Знаток тюрьмы
Шрифт:
Во время моего первого разговора с Черни, он намекнул, чтобы я приобрел в магазине несколько картин, чтобы украсить свою камеру, «пока твои стены не созреют». Хотя меня и поразила эта фраза, в то время мое внимание занимали другие заботы; но с тех пор я открыл, что раз только камера занята, стена напротив койки начинает обесцвечиваться и это обесцвечивание постепенно образует запутанные рисунки, напоминающие камень, который китайцы называют «письменным», природные минеральные абстракции, в которых одаренный воображением наблюдатель, может угадать все манеры пейзажей. Стена в моей камере начала обесцвечиваться, но ее рисунки были еще редкими и неважно определенными; однако стены Кози, Бербика и других реализовались полностью. Говорили, что эти характерные образы являются иллюстрациями внутренней природы жильца, и по размышлении выступают в качестве инструкции наблюдателю о его недостатках, его потенциалах, о характере его души. Ни одна из них по крайней мере из тех, что я видел — не сравнивалась по продуманному величию со стеной Черни. Глядя на нее, я путешествовал по лабиринтам улиц фантастического города с рядами зданий с веретенообразными, колючими башенками и восьмиугольными дверями; я проходил по тропинкам белого леса, создания которого были коронованы ветвистыми рогами, которые сами по себе образовывали другие, еще более запутанные ландшафты; я курсировал по черным рекам, чьи берега были потрясающей конструкцией из кристаллов и льда, населенный нимфами и ангелами с крыльями арктических бабочек. Я не могу сказать, как долго я все это рассматривал — довольно долго, мне кажется, потому что во рту было сухо, когда я оторвался — но из этого опыта я вывел впечатление витееватого, интенсивно духовного интеллекта, которое сильно спорило с пресным, дисфункциональным видом Черни. Он глупо улыбался, зафиксировав взгляд на своих ладонях, которыми беспокойно двигал на коленях, и я подумал, не закончилась ли уже аудиенция, не должен ли я уйти. Тогда он заговорил, невнятно бормоча, так же, как во дворе. Но этот раз я понимал его в совершенстве, однако уверен, что ни одно внятное слово не покидало его уст.

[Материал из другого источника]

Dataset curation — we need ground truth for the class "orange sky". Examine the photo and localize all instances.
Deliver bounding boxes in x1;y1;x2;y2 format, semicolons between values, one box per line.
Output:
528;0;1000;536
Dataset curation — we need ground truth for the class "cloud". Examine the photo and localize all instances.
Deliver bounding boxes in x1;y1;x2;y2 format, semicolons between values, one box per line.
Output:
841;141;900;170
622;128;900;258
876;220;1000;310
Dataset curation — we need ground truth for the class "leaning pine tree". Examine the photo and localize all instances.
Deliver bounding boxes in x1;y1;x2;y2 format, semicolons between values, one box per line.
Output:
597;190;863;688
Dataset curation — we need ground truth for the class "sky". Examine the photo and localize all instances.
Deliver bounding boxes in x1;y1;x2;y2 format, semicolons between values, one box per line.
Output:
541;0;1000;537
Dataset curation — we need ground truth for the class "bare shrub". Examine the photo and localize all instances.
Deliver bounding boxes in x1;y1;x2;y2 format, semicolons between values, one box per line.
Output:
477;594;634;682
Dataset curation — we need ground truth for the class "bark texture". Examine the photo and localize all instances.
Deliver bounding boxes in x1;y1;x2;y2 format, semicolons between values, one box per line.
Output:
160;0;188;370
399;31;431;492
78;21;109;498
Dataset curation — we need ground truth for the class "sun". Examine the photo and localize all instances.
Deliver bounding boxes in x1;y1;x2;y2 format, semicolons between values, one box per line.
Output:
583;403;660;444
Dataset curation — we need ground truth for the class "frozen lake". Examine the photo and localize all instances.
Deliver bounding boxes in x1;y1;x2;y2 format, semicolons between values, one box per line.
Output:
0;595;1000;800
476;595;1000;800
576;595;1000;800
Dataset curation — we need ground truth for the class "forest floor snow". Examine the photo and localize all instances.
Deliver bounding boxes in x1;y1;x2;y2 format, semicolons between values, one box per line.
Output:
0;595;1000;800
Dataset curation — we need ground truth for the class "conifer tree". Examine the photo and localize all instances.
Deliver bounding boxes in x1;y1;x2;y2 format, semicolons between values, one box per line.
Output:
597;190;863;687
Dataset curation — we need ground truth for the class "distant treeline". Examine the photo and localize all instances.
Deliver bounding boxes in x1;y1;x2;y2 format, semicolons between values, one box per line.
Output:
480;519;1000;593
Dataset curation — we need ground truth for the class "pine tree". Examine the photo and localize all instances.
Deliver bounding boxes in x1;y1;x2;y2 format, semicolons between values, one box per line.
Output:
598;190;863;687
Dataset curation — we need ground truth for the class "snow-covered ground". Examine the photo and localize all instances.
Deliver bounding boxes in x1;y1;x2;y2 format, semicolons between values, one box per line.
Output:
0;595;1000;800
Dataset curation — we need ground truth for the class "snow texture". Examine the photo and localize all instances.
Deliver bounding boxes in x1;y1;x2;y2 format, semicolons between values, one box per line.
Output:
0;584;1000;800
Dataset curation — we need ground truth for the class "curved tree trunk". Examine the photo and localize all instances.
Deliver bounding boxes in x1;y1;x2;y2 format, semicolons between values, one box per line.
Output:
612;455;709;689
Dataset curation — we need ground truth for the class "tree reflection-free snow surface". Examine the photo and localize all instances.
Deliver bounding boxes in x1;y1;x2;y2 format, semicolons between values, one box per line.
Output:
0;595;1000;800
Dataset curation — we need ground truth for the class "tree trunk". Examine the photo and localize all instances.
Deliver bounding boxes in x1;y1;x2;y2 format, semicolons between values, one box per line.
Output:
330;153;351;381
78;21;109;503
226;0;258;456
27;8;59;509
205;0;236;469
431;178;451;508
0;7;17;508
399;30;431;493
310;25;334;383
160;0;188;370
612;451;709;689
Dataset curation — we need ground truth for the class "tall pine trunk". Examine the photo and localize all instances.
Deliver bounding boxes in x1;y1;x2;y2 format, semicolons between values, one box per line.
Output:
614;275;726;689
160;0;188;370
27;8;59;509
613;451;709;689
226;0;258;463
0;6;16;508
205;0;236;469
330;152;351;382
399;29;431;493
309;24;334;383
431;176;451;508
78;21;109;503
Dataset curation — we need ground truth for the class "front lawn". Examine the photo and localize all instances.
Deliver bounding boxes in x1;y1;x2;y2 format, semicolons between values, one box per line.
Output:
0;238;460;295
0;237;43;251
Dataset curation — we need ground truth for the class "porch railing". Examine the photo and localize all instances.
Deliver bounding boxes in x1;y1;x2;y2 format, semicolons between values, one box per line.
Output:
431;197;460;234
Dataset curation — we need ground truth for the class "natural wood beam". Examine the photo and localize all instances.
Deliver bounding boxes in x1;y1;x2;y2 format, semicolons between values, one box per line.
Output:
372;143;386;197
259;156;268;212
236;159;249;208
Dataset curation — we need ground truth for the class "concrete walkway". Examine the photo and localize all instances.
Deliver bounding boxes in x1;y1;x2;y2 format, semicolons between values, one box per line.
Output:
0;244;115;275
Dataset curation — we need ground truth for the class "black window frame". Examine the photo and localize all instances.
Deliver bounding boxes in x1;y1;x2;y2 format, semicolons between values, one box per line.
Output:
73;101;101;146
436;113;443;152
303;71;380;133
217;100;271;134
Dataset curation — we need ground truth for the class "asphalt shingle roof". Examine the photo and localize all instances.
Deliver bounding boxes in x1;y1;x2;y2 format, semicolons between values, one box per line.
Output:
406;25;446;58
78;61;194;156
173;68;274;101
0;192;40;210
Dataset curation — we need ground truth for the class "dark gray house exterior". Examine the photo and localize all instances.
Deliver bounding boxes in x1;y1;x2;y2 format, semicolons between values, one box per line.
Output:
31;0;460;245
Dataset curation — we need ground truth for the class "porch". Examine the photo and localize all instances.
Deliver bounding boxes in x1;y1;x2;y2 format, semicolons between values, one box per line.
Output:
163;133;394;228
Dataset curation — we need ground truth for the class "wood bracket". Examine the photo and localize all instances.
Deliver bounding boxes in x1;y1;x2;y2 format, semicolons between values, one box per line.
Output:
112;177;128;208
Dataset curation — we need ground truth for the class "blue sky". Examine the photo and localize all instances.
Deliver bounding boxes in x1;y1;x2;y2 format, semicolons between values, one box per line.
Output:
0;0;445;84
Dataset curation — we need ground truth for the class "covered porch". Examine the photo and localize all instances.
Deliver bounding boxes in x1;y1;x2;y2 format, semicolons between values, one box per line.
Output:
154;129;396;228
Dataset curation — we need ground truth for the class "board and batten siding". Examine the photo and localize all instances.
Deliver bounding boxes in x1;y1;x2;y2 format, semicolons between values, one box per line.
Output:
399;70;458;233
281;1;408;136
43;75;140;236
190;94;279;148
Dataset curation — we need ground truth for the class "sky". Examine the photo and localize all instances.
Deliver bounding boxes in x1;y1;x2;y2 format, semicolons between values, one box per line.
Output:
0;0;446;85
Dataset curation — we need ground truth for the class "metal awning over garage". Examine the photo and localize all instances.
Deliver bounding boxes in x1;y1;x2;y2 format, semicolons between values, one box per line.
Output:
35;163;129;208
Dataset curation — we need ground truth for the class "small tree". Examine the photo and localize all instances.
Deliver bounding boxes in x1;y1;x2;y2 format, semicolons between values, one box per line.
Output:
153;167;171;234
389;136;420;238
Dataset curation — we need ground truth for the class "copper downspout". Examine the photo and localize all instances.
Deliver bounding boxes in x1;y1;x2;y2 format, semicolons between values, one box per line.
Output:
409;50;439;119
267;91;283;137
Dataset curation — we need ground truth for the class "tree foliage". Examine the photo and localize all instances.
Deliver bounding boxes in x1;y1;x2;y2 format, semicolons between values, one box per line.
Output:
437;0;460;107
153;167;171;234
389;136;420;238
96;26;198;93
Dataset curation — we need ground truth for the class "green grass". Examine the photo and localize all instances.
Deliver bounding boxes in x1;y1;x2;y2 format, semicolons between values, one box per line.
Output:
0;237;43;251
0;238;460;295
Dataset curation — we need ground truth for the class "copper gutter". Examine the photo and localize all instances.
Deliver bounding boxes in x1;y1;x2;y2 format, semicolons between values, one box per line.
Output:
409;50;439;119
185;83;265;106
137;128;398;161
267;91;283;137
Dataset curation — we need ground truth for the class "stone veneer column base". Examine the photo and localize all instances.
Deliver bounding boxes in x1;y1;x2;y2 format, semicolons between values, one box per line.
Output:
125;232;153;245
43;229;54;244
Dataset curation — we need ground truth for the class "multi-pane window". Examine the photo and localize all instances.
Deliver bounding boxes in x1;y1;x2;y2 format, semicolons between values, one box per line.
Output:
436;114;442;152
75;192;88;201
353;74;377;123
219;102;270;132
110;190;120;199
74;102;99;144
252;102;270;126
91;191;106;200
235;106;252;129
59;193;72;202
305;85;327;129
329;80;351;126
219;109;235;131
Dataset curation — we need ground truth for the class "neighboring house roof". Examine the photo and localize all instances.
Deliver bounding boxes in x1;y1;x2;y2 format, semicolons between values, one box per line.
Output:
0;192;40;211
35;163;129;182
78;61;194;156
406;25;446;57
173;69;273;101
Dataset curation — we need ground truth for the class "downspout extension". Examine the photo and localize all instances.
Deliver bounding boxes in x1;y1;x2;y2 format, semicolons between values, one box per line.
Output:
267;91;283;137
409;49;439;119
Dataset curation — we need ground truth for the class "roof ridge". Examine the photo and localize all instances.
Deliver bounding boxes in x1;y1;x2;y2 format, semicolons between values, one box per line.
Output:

«Ты видишь?», спросил он. «Ты понимаешь, где ты теперь?»
Я был так поражен, что понимаю его, что не смог соорудить ответа.
Он поднял руку, провел пальцами по прутьям двери, таким жестом, каким продавец мог демонстрировать качество материи. Предположив, что он хочет, чтобы я посмотрел на прутья, я обошел его и склонился, чтобы взглянуть. Чуть менее, чем на половину длины, цвет и полировка металла изменялась с грубой и темной на богато желтую. Стык, где встречались два цвета, был бесшовным, и у желтого металла был безошибочно мягкий глянец и такая же гладкость: золото. Было похоже, словно инфекция распространялась вдоль прута, да, собственно я увидел, вдоль всех прутьев камеры Черни.
Я не уверен, почему это встревожило меня гораздо основательнее, чем все остальные происшествия, с которыми я сталкивался в Алмазной Отмели. Наверное это резонировало с какой-нибудь мрачной сказкой, которой пугали меня в детстве, или воспламенило какую-нибудь еще более глубокую рану в моем воображении, ибо я вдруг понял Черни, как фигуру волшебника, захудалого изгоя, который в какое-то мгновение выдает себя как создание чистой первопричины и мощи. Я попятился из камеры, уткнувшись в поручни, только периферическим взглядом воспринимая помощников Черни. Старик продолжал улыбаться, его взгляд бродил туда и сюда, на мгновение останавливаясь на моем лице, и своим невнятным бормотанием, которое я теперь понимал так же ясно, как звучные тоны проповедника, звенящие с кафедры, он сказал: «Ты не можешь отступить от Сердца Закона, Пенхалигон. Ты можешь дать ему просветить себя, или можешь потерпеть неудачу, но ты не можешь отступить. Помни об этом.»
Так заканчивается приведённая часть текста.